Apache Atlas integration

Parent article

Lumada Data Catalog provides an integration package to share metadata with Apache® Atlas. For a given resource in Data Catalog, this integration allows users to:

  • Push tags to Atlas
  • Pull lineage information from Atlas

Configure Atlas integration

Follow the steps below to configure the Atlas integration for your environment.

Procedure

  1. Download the adapter package.

    The package is available through the Hitachi Vantara Lumada and Pentaho Support Portal at https://support.pentaho.com/hc/en-us for supported customers. If you are not a supported customer, contact your Hitachi Vantara sales representative.
  2. As the Data Catalog service user, navigate to where you want to extract the adapter.

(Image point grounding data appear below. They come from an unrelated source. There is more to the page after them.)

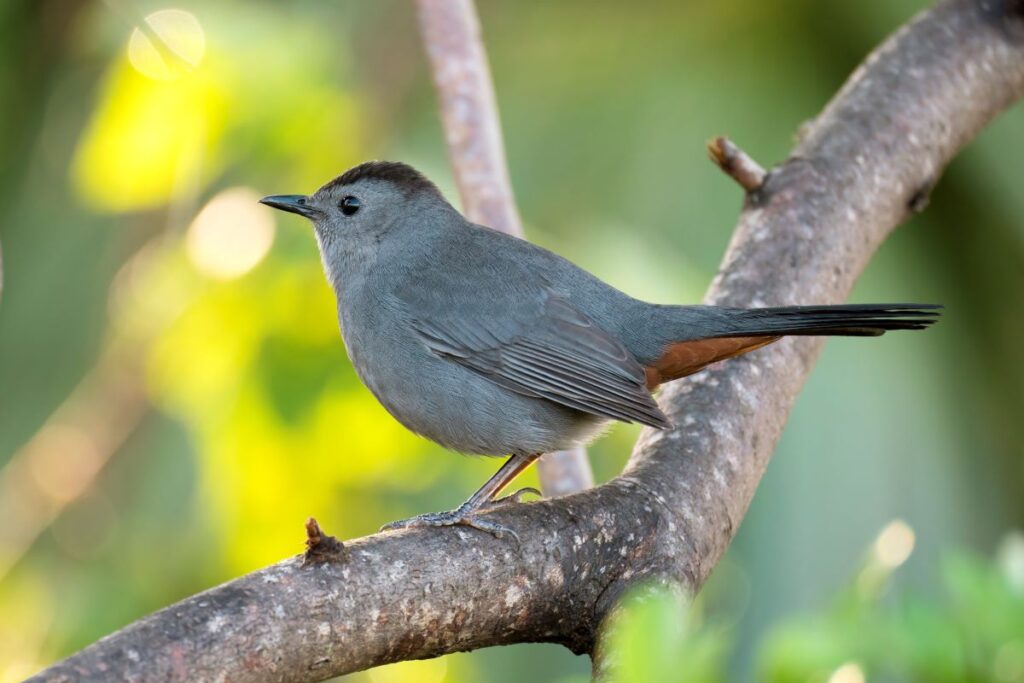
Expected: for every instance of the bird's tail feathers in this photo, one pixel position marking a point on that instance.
(846, 319)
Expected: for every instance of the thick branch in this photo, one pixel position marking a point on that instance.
(810, 230)
(451, 33)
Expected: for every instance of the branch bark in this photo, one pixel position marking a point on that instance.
(451, 33)
(803, 237)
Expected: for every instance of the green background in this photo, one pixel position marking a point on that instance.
(250, 418)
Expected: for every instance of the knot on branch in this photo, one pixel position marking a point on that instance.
(736, 164)
(321, 547)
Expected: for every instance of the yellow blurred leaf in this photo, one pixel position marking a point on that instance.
(148, 140)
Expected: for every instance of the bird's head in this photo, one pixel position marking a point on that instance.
(366, 204)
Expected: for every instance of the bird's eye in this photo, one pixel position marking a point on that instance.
(350, 205)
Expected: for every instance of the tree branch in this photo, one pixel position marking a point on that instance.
(451, 33)
(804, 238)
(736, 163)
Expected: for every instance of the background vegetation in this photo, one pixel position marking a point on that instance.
(175, 400)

    For example, you can extract it in the Data Catalog Agent installation location.

    $ su ldcuser  
    $ cd <LDC Agent Dir>  
    $ tar xvf <path to downloaded package>
    A new folder is created under <LDC Agent Dir>/adapters/atlas.
  3. Modify the configuration properties in atlas-application.properties to match your environment.

    <LDC Agent Dir>$ vi adapters/atlas/conf/atlas-application.properties

    Modify the following properties:

    PropertyDescriptionExample Value
    atlas.rest.addressURL including the host and port for the Atlas service.
    http://127.0.0.1:21000
    atlas.userAtlas user with the appropriate permissions to perform the import and export operations.admin
    atlas.passwordPassword corresponding to atlas.user.admin

    NoteThis password needs to be in clear text. Data Catalog stores it encrypted and decrypts it when connecting to Atlas.
    atlas.cluster.nameName of the cluster where Atlas resides.CL1
  4. Create an external source using the Data Catalog execution script found under the agent component.

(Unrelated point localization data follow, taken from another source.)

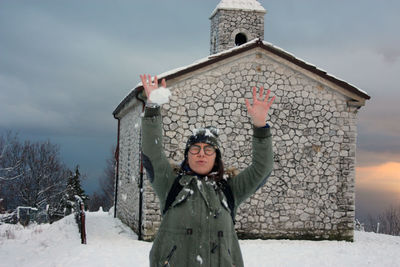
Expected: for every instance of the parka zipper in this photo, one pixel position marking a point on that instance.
(220, 235)
(166, 263)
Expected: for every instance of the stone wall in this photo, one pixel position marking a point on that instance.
(310, 193)
(225, 24)
(129, 163)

    <AGENT-HOME>$ bin/ldc createExternalSource -name <Atlas external source>  
                                                        -type Atlas  
                                                        -configFile adapters/atlas/conf/atlas-application.properties
    • To delete the external source use the Data Catalog execution script:

      <AGENT-HOME>$ bin/ldc deleteExternalSource -name <Atlas external source>  
                                                          -type Atlas  
                                                          -configFile adapters/atlas/conf/atlas-application.properties
  5. Encrypt the password for Data Catalog user using the following command:

    $ <AGENT-HOME> bin/ldc-util encrypt
  6. At the Please enter your password prompt, enter your password.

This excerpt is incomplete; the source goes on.